Sunday 25 March 2012

18th March - 24th March in Victorian Edinburgh


19th March 1869
On the subject of education, a letter to the editor appears in The Scotsman Newspaper - ‘Could not the immense amount of money now expended in hospitals in Edinburgh be devoted to building schools in the different districts in this city, which every poor child should be compelled to attend?

Education of children was a issue which often found itself in the news during this time.  In poor families children were often needed to go out to work, however the Education (Scotland) Act of 1872, finally made education compulsory for all.

23rd March 1875
A serious charge was made against a man named Thomas Anderson on this date, that in a ‘fit of passion’ he had seized the ten year old son of his landlord and put him on the fire.  Anderson denied the charge, stating that he had pushed the boy, who then fell against the fire.  The boy however stated that Anderson had forced him upon the fire, but that he had managed to get off before being burned.  The magistrate, stating that Anderson was fortunate that the boy had not been hurt, fined him one guinea.

March 23rd 1869
The Scotsman Newspaper reports - ‘Miss Garrett, who seven years ago strenuously endeavoured to induce the Universities of St Andrews and Edinburgh to admit her to study for a degree of Doctor of Medicine, but in vain – who subsequently passed the examinations, and became a licentiate of the Apothecaries’ Company of London – and who has now for several years been in successful practice of her profession in the Metropolis, has, we learn, just been admitted by the Faculty of Medicine of Paris to examination for a degree of M.D….It is curious to have to notice Miss Garrett’s continued success in other quarters at the very time at which we have also to record that another lady applicant is now knocking at the gates of our Scottish Colleges……It may well be that public opinion has now so far advanced in this matter that Miss Jex-Blake’s application to the Medical Faculty of the University will not be refused at all.’

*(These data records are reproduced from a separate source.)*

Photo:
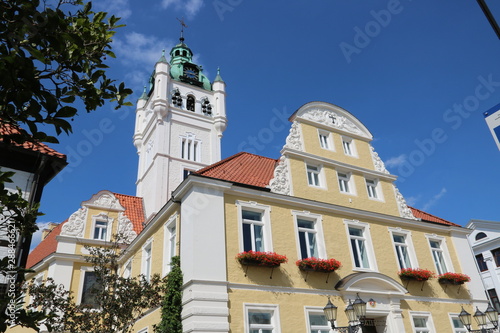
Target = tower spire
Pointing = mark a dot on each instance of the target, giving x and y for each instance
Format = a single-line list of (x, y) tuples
[(183, 25)]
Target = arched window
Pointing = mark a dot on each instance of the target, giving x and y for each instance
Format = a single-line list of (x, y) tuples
[(480, 235), (190, 103)]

University education for British women had been fairly unheard of prior to 1869, but on the application of Sophia Jex-Blake to attend lectures at the Edinburgh medical school and subsequently being granted permission, the medical school received its first female student. Sophia Jex-Blake later set up a practice at Manor Place in the New Town in 1878, becoming the city’s first female doctor, also establishing a clinic
for poor patients. This clinic later became known as Bruntsfield Hospital.